The façade has four large sash windows with a doorway at center, and is entirely covered in azulejos. They are primarily in blue and white, with polychromatic pieces around the doorway cornice. The basement of the house is high, and the house has hipped roof and thick walls.

===Interior===

The plan of the house, with its axis on a central distribution corridor to the bedrooms and alcoves, follows the model most frequently adopted in urban houses throughout the colonial period and the 19th century. It has an attic with lining that follows the two eaves of the roof and opens to the side.

===Staircase and grounds===

The Casa de Azulejo retains its patio and front staircase that connects the main floor directly to the garden. Residential gardens were common in Bahia in the 19th century, both for leisure and ventilation; few examples remain in Salvador.
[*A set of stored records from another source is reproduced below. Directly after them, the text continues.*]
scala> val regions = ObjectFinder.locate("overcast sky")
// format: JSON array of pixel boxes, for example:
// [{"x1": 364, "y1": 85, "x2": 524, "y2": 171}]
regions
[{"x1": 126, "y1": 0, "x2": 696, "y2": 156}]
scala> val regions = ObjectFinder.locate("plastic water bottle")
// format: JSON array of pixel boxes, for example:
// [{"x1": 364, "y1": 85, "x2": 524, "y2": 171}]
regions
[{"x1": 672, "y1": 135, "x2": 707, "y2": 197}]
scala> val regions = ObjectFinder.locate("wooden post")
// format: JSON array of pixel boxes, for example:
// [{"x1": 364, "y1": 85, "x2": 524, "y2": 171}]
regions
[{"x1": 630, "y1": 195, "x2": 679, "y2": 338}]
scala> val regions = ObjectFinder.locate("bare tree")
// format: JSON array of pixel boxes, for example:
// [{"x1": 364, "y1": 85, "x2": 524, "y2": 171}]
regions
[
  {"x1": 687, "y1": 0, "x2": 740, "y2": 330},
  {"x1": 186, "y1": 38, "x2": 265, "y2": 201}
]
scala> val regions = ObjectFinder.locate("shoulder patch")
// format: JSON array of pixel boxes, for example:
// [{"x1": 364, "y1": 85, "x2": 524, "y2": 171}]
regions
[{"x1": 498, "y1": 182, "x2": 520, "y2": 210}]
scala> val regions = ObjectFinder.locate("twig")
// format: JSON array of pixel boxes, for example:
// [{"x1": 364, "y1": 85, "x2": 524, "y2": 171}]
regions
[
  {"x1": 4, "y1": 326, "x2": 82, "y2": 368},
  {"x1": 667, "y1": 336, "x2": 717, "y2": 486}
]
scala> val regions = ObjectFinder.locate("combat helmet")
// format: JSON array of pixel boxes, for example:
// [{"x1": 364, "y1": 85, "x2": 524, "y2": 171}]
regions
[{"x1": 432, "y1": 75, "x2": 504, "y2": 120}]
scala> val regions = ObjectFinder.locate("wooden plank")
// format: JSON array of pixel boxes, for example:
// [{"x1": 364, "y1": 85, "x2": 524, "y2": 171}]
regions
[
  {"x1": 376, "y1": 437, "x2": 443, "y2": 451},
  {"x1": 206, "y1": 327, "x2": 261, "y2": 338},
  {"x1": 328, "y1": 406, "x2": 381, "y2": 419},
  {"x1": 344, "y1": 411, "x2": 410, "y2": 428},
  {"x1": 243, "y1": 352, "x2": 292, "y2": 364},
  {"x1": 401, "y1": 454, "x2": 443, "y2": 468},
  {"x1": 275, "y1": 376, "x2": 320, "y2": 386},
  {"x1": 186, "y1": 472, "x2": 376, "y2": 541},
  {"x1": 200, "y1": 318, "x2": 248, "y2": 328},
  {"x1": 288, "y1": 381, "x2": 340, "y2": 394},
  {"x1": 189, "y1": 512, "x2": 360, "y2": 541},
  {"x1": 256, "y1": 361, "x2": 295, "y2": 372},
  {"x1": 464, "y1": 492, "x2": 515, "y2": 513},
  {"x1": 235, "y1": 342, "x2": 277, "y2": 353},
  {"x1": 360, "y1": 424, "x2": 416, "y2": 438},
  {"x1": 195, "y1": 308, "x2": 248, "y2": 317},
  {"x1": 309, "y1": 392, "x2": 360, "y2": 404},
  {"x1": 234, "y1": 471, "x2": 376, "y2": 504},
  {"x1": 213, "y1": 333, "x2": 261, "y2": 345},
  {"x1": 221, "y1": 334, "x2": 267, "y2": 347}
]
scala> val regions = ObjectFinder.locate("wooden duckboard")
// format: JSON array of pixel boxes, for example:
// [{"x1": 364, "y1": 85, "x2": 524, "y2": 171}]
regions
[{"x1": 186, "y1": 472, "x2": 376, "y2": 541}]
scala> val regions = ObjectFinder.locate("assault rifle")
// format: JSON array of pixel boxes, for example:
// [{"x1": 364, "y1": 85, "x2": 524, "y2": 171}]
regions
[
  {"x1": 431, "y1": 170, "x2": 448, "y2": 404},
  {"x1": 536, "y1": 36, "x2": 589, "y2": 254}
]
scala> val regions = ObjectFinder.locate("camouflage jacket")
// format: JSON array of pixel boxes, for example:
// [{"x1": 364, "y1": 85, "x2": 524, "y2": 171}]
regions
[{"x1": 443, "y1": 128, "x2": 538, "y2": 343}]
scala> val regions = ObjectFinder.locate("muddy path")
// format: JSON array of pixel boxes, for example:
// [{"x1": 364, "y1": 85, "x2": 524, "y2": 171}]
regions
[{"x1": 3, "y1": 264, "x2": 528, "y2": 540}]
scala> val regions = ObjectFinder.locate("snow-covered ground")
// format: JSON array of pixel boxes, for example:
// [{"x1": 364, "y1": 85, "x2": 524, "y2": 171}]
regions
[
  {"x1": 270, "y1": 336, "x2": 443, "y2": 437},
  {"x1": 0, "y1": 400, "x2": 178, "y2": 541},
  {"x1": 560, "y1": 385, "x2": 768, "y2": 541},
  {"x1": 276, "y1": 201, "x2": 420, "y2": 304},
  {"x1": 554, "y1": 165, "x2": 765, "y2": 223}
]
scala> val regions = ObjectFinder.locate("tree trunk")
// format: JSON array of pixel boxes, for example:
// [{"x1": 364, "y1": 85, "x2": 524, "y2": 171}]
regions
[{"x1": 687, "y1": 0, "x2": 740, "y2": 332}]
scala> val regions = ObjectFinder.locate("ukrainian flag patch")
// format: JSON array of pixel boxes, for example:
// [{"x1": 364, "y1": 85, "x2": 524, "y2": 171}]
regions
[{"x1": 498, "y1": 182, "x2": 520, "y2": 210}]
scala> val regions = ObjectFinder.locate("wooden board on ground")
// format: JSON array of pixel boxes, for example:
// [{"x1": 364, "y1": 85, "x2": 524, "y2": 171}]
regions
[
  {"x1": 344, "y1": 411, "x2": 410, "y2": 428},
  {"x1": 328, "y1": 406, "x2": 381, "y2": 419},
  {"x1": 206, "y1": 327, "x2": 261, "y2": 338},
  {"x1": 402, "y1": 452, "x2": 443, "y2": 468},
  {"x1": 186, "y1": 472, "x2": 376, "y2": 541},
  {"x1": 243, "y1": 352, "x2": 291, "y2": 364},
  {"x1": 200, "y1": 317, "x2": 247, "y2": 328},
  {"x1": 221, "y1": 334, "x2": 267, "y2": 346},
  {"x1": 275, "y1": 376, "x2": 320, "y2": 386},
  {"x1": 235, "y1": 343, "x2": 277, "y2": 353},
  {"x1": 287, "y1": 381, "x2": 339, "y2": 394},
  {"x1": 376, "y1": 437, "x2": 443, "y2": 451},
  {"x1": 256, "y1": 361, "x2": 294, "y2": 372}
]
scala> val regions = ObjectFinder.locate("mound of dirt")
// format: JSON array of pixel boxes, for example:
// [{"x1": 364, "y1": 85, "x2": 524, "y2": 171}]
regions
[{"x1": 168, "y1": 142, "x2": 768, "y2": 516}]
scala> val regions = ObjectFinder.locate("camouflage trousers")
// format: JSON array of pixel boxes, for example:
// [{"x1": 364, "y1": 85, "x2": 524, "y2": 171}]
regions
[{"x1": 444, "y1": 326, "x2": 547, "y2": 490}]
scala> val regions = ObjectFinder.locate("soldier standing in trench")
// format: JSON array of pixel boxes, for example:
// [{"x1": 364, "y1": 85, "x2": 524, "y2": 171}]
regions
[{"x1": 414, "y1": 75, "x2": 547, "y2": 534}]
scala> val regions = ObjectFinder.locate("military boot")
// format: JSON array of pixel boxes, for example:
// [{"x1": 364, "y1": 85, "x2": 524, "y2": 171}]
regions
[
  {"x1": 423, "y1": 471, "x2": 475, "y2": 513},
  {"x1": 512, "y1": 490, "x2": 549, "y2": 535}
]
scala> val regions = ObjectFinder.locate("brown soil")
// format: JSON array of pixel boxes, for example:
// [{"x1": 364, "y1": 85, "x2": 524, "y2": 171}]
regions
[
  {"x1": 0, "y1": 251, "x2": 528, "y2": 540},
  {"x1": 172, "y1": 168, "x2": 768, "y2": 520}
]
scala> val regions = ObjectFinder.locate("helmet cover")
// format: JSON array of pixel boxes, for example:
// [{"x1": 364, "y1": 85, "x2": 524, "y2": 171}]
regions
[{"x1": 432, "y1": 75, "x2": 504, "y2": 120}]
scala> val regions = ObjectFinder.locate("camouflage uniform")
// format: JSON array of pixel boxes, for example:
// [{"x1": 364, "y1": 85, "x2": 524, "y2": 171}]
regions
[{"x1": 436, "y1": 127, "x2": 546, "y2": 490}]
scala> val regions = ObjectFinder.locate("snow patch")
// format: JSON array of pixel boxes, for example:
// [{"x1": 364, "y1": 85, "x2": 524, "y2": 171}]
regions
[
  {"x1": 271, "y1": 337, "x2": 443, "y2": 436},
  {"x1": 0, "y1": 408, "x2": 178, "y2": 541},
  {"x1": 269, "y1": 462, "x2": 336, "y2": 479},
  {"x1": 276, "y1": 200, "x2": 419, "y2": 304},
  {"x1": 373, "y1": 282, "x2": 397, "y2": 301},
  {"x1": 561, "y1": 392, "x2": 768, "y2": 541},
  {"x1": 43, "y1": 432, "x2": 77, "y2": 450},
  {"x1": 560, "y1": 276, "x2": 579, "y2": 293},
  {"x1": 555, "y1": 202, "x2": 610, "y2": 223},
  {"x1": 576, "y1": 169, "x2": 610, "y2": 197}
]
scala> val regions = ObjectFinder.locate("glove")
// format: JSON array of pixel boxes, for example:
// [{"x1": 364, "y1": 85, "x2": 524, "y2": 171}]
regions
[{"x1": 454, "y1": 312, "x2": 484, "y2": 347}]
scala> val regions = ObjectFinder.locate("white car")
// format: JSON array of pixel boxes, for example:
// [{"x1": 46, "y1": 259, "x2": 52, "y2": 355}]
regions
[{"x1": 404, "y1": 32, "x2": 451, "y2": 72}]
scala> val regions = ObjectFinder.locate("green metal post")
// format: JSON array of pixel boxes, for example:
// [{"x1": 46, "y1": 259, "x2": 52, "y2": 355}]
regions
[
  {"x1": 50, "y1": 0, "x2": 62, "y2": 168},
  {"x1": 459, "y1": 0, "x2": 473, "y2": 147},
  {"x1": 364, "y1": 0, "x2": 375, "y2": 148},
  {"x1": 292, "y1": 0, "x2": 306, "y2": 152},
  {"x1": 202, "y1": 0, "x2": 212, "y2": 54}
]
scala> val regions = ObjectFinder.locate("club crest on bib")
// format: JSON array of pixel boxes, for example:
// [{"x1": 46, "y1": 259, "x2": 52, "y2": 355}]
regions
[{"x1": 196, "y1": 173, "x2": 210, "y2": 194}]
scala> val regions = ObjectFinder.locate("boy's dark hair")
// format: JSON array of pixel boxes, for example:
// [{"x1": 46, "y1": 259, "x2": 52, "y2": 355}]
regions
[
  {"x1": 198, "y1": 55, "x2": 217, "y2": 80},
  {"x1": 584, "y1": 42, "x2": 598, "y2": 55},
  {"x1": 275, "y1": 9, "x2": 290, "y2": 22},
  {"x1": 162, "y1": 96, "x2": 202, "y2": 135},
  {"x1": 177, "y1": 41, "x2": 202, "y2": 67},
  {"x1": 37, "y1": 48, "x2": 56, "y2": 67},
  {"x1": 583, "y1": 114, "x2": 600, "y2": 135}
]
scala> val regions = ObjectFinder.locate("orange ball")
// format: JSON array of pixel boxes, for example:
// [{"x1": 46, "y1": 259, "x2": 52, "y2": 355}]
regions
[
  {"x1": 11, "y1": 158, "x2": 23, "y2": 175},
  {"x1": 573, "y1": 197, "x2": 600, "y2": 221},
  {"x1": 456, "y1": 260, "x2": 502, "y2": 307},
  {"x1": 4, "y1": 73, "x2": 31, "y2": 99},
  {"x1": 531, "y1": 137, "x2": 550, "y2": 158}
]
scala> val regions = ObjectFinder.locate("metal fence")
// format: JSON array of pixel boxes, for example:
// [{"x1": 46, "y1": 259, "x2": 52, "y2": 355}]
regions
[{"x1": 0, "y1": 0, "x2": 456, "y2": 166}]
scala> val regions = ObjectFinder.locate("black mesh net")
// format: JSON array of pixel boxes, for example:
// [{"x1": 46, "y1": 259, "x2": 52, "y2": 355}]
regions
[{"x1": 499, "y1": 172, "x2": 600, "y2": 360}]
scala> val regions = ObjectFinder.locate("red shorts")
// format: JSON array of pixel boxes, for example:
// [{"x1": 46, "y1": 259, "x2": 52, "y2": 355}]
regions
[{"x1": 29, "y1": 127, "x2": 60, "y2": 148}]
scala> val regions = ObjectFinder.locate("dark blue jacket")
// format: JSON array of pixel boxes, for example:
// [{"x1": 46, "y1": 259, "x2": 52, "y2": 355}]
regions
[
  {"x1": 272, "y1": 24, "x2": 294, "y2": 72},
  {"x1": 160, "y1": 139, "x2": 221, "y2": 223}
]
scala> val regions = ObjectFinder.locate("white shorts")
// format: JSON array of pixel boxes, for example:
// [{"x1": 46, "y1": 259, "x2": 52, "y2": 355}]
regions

The garden of the Solar Bandeira is in disuse and mostly lost; the House at Rua Felipe Camarão, no. 34 retains its garden and fine embrachado mosaic tiles.

Staircases of appeared in Bahia in the late 18th century, notably at the Solar do Conde dos Arcos in 1781. An outstanding example can also be found at Casa Marback in the Bonfim neighborhood. The placement of a front staircase slowly spread across Bahia and was especially popular in the 19th century. The staircase and terrace have an elaborate iron railing fabricated in Scotland.

==Protected status==

The Casa de Azulejo were listed as a historic structure by the Artistic and Cultural Institute of Bahia (IPAC) in 2002.

==Access==

The house functions as a guest house and may be visited.